In central bank news, The People’s Bank of China is prepared to tolerate reasonable volatility in money-market interest rates as it attempts to rein in soaring debt in the country. While the PBOC will ensure appropriate liquidity, it won’t fund growth that is dependent on investment and debt. The PBOC’s remarks come after repurchase rates spiked to high levels at various points over the past several months, causing ructions in stock markets.

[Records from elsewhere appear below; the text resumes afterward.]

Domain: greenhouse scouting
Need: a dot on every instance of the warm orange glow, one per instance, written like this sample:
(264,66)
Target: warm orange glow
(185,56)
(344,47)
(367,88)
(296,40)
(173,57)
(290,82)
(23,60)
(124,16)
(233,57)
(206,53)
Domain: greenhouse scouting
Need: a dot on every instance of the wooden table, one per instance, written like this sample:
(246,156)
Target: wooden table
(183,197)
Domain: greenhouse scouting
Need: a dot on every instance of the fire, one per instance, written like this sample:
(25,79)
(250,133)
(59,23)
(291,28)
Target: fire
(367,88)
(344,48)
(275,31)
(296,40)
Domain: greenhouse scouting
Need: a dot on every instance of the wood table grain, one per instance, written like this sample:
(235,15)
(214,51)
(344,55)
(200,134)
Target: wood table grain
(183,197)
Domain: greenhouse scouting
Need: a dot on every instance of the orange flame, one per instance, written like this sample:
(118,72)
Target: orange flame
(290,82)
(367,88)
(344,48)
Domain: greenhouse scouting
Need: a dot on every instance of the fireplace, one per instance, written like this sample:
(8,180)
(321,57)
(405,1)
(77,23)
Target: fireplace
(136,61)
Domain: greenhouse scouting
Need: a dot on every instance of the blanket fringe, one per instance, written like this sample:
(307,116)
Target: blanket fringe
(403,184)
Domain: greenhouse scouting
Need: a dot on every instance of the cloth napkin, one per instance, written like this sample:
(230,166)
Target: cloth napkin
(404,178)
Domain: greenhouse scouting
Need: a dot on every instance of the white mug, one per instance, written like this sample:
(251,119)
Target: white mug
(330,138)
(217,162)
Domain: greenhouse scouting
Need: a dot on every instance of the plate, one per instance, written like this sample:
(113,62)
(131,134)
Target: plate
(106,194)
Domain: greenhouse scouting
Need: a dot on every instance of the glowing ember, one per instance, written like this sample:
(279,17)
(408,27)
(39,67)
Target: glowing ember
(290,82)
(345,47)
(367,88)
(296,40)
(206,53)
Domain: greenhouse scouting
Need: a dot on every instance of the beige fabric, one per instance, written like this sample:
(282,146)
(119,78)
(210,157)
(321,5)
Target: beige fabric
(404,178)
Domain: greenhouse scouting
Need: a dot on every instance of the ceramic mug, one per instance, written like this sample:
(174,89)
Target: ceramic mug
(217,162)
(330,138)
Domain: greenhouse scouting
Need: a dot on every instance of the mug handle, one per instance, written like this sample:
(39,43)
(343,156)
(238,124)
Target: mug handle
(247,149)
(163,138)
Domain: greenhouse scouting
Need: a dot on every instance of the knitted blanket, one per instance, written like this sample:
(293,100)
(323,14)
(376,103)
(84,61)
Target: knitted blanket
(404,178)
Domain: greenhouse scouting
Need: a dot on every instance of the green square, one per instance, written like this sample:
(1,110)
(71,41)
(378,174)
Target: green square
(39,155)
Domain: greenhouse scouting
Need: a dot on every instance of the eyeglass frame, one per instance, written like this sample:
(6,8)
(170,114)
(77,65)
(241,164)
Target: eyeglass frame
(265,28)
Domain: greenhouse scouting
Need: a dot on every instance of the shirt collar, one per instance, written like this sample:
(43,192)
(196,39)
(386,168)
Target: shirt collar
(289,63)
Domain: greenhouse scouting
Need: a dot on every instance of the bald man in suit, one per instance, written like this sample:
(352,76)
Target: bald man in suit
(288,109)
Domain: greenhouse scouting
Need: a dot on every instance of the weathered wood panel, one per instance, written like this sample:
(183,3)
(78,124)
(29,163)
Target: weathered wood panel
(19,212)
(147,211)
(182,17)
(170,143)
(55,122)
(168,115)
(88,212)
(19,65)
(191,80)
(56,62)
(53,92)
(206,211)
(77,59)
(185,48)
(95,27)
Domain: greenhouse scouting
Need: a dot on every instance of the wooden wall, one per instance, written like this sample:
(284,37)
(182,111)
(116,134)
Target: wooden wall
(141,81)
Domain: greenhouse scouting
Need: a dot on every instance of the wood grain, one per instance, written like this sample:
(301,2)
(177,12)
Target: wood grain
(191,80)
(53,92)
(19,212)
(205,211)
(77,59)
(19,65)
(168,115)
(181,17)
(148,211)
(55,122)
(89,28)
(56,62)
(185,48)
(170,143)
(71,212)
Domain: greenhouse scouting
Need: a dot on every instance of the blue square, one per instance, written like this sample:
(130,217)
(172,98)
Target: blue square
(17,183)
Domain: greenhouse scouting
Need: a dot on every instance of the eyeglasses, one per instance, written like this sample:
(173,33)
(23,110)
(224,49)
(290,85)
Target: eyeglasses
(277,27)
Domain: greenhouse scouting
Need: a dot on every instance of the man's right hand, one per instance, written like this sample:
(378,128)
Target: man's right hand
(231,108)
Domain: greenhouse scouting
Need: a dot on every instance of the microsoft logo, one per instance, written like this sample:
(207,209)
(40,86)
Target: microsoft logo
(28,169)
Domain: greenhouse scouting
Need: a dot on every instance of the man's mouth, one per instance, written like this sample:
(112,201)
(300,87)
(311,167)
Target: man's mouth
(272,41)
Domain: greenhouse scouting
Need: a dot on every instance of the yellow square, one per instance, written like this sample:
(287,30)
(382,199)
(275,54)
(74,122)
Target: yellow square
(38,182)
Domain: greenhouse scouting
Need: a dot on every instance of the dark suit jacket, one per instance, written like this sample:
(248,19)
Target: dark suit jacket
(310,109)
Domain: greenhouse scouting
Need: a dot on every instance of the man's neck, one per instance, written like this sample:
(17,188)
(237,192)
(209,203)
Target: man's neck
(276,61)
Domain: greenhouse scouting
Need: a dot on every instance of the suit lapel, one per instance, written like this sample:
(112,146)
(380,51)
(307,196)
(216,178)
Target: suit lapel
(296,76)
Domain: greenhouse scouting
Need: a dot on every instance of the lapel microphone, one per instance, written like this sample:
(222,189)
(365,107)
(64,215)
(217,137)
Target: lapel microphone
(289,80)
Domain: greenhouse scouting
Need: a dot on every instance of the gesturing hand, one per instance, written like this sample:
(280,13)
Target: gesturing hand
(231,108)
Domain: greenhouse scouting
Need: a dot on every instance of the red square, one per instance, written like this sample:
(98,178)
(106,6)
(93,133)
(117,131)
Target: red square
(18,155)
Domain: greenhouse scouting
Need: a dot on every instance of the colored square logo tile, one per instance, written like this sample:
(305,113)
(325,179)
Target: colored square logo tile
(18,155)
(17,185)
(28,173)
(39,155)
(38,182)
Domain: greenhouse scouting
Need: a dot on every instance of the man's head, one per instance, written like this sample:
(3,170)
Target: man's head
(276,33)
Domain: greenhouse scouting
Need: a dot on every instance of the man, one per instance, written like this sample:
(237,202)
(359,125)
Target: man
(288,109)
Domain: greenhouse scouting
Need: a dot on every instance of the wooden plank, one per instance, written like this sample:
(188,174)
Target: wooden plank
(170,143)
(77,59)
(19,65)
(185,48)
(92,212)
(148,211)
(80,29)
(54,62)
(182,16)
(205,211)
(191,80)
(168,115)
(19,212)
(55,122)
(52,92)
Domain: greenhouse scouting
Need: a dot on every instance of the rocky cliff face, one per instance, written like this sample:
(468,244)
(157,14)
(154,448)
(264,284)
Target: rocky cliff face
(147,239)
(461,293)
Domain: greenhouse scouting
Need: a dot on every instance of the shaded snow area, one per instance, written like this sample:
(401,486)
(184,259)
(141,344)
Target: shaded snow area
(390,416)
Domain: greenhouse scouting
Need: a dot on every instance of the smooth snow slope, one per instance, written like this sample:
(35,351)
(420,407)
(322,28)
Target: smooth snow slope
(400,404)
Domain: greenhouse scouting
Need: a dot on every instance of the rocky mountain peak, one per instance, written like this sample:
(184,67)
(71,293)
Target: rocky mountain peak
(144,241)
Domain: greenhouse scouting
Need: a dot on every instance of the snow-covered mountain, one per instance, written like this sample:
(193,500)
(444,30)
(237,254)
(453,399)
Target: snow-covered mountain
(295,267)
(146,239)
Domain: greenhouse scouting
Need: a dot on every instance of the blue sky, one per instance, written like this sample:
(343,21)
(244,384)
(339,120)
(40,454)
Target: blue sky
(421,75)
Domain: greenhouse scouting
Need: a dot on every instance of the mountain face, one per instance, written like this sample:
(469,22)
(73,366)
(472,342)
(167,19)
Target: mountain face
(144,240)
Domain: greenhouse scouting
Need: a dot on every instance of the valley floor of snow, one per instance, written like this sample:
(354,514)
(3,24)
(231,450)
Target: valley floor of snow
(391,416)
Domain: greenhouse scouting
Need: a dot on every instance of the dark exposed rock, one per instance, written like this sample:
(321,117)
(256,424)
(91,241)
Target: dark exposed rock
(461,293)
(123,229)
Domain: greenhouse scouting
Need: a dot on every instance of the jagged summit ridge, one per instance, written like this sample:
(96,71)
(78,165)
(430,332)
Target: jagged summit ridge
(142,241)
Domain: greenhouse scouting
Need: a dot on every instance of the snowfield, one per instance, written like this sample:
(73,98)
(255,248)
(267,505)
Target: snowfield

The USDJPY consolidated near support which is seen at the 10-day moving average. Additionally support is seen near the recent lows at 100.80. Resistance is seen near the recent highs at 105. Momentum is turning positive and the MACD (moving average convergence divergence) index is poised to generate a buy signal. This occurs when the spread (the 12-day moving average minus the 26-day moving average) crosses above the 9-day moving average of the spread. The RSI (relative strength index) is moving higher with price action reflecting accelerating positive momentum printing near 44 which is in the middle of the neutral range.